Cell morphology and chemical composition

After 28 days of incubation, SEM–EDS analysis was carried out to assess cellular morphological features and chemical composition of the scaffolds’ surface. After washing the scaffolds with PBS (4 °C, pH = 7.0), the cells were fixed for 30 min in 5% (v/v) glutaraldehyde in a 0.1 M sodium cacodylate solution, followed by 7.0% sucrose in a 1.0 M sodium cacodylate solution. A post-fixation step was performed with 2.0% osmium tetroxide in a 0.1 M sodium cacodylate solution at room temperature for 1 h. Scaffolds were washed with distilled water and dehydrated in a graded series of ethanol solutions ranging from 35 to 100% (v/v) and in hexamethyldisilazane. Finally, scaffolds were coated with gold under vacuum conditions and observed by SEM ³⁴. EDS analysis was performed using an equipment coupled with SEM. To ensure the representativeness of the EDS analysis, at least three spectra were acquired from each specimen with random selection.

Micro-CT

For the determination of mineralization in the scaffolds, a micro-CT analysis was performed using the Scanco Medical μCT50 (Switzerland).
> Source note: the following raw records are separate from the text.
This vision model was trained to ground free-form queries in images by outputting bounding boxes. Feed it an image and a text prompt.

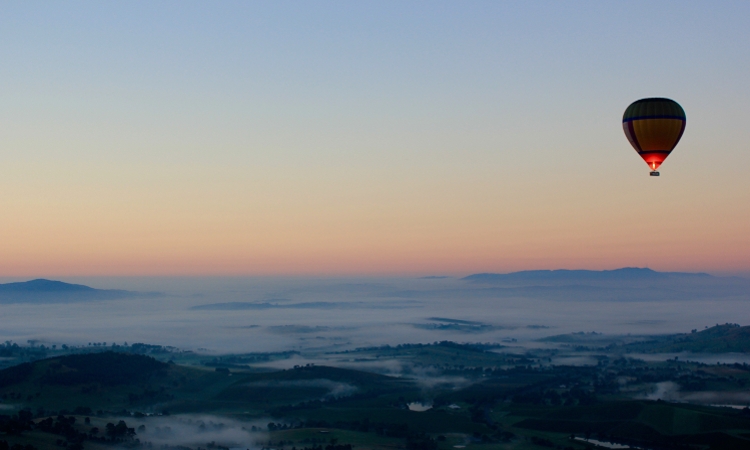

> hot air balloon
[622,98,686,177]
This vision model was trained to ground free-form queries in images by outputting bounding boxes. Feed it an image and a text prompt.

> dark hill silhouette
[0,278,155,303]
[0,352,169,388]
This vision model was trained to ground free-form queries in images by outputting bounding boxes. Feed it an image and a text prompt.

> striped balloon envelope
[622,98,686,175]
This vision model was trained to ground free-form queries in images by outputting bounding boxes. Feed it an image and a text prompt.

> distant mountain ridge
[0,278,157,303]
[462,267,712,283]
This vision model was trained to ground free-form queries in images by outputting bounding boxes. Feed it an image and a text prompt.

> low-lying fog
[0,278,750,353]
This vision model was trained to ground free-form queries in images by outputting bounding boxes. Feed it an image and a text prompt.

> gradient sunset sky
[0,1,750,277]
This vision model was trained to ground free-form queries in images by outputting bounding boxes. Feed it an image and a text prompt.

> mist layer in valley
[0,269,750,360]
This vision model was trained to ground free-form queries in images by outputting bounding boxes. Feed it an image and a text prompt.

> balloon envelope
[622,98,686,170]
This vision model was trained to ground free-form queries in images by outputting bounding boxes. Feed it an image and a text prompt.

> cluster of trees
[42,352,169,386]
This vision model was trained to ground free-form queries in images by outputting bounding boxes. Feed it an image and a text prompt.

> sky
[0,1,750,277]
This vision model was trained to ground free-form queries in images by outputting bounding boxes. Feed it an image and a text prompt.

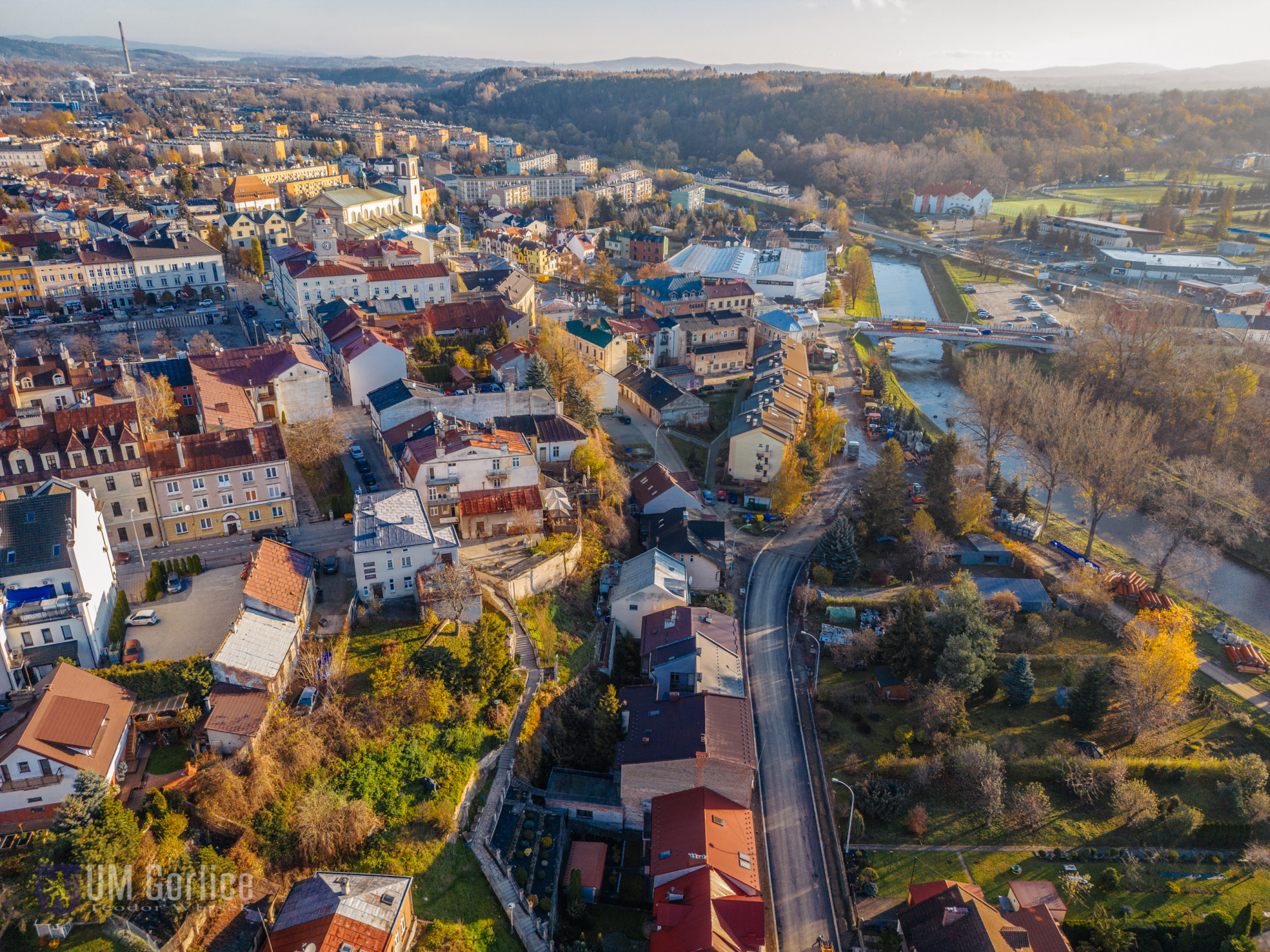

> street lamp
[829,777,856,854]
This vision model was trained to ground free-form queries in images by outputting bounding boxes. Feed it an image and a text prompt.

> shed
[974,579,1054,612]
[874,667,908,701]
[569,840,608,902]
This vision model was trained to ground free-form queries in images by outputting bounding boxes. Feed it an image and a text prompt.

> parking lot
[127,566,246,661]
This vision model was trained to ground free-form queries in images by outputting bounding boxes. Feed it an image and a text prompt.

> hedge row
[94,657,213,703]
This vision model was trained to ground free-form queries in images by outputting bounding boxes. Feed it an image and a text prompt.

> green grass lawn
[408,840,523,952]
[146,744,194,775]
[965,853,1270,919]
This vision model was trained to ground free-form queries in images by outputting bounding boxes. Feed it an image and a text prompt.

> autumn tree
[956,352,1040,486]
[123,373,180,437]
[1113,605,1199,740]
[1067,401,1158,558]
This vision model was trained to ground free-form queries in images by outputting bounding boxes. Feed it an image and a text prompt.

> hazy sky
[10,0,1270,71]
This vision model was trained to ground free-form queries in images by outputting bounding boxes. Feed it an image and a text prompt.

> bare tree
[1067,403,1160,558]
[1019,380,1088,532]
[956,353,1040,486]
[110,332,141,361]
[185,330,221,354]
[282,419,348,470]
[123,373,179,437]
[573,191,596,231]
[1142,456,1265,591]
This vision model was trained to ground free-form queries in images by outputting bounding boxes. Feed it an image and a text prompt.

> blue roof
[366,380,414,414]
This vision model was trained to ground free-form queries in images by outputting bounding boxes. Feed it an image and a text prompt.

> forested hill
[399,69,1270,198]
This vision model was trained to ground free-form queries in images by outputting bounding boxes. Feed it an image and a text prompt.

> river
[872,255,1270,632]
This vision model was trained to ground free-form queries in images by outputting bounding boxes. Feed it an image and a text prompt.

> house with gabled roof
[269,872,419,952]
[613,684,758,829]
[0,664,137,828]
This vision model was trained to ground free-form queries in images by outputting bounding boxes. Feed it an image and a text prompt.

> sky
[10,0,1270,72]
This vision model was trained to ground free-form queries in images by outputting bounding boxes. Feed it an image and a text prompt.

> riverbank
[851,335,944,439]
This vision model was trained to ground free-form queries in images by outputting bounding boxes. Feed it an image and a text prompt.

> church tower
[314,208,339,264]
[396,152,423,218]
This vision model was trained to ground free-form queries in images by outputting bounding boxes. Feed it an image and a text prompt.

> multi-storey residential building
[145,423,296,542]
[0,664,137,829]
[0,403,161,556]
[189,342,334,431]
[564,155,599,175]
[0,478,116,690]
[220,208,307,251]
[0,255,39,314]
[507,151,560,175]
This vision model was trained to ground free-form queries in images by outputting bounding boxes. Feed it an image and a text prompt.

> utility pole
[119,20,132,76]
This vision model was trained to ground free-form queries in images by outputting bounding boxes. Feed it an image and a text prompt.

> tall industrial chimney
[119,20,132,76]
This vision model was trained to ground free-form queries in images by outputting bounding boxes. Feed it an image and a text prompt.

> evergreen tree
[813,515,860,585]
[935,634,988,694]
[1067,661,1111,731]
[1001,655,1036,707]
[525,354,555,396]
[878,587,930,676]
[864,439,908,539]
[922,429,961,535]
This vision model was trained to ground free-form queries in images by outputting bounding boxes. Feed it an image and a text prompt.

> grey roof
[212,608,300,678]
[0,490,77,579]
[608,548,688,604]
[366,379,414,414]
[353,488,433,552]
[273,872,413,935]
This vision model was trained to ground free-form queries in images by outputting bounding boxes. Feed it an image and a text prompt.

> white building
[0,478,117,690]
[608,548,688,637]
[353,488,447,599]
[0,664,136,828]
[913,182,992,218]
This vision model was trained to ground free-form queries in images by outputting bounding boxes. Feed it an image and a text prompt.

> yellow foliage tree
[1114,605,1199,740]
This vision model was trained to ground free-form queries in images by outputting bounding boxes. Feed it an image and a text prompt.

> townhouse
[145,423,296,542]
[0,477,118,690]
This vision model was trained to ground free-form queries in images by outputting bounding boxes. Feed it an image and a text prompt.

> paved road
[745,548,841,952]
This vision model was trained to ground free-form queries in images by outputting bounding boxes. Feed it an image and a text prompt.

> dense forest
[312,67,1270,201]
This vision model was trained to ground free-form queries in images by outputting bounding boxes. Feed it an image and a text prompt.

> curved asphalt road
[745,551,841,952]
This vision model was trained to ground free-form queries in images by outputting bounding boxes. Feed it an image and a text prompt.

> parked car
[296,688,318,713]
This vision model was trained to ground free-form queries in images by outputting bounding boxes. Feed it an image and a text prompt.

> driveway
[127,566,245,661]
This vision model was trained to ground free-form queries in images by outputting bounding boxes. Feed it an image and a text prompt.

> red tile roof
[652,787,759,895]
[458,486,542,515]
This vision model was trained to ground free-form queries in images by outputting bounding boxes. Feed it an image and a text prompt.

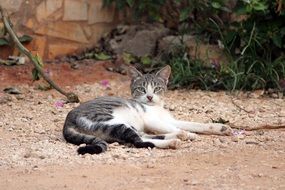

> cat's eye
[136,87,146,94]
[154,86,163,93]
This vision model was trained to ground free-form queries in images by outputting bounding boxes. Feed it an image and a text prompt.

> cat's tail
[63,119,108,154]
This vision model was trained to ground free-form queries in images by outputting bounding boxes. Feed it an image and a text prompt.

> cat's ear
[156,65,171,84]
[128,66,143,79]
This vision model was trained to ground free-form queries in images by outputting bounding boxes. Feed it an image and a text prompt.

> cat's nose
[146,96,152,101]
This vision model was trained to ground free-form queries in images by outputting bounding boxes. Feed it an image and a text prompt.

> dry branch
[0,6,79,102]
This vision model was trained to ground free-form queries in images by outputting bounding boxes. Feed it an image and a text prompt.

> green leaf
[94,52,112,61]
[272,35,282,48]
[211,2,222,9]
[179,7,191,22]
[0,38,9,46]
[253,3,268,11]
[19,34,33,43]
[141,56,152,65]
[126,0,135,7]
[34,54,44,67]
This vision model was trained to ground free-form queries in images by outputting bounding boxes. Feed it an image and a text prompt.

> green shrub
[104,0,285,92]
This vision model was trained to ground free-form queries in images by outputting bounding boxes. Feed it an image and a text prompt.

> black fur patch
[77,145,106,155]
[134,142,155,148]
[151,135,165,140]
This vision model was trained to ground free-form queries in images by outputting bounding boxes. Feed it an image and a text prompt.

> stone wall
[0,0,120,59]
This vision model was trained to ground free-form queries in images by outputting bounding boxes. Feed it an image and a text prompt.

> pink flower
[233,130,245,136]
[54,100,64,108]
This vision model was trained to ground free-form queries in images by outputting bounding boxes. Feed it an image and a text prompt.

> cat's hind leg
[142,137,181,149]
[142,130,198,141]
[172,120,232,135]
[63,127,108,154]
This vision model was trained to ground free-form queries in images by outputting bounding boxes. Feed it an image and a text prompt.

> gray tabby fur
[63,66,231,154]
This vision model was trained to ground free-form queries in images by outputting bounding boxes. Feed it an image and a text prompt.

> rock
[63,0,88,21]
[158,35,228,66]
[35,22,88,43]
[107,24,169,57]
[36,0,62,22]
[88,1,115,24]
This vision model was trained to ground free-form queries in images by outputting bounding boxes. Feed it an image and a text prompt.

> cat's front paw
[176,131,198,141]
[168,139,181,149]
[216,124,233,136]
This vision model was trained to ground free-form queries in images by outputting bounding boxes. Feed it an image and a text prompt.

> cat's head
[129,65,171,105]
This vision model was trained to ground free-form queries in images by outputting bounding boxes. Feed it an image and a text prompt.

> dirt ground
[0,60,285,190]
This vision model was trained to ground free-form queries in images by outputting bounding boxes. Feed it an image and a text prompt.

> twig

The scaffolds were scanned before sterilization, and they were incubated under the aforementioned differentiation conditions. After a 28-day incubation period, the samples were washed with PBS and then fixed with a 4% paraformaldehyde solution at room temperature. The scaffolds were carefully positioned in the sample holder of the device and scanned with the following settings: 70 kV, 114 μA source current, 300 ms integration time, 5 μm voxel size, and 360° rotation range. Corresponding 3D images from the obtained 2D slices were reconstructed using micro-CT assistant software.

Data analysis

All the experimental groups were carried out at least in triplicate and the results were presented as mean ± standard deviation (SD). After having verified normal distribution and homogeneity of variance, one-way or two-way analysis of variance (ANOVA) with Tukey or Dunnett’s multiple tests were used to test for statistically significant differences for comparisons. Statistically significant values were defined as ns: p > 0.05, **p < 0.01, ****p < 0.0001.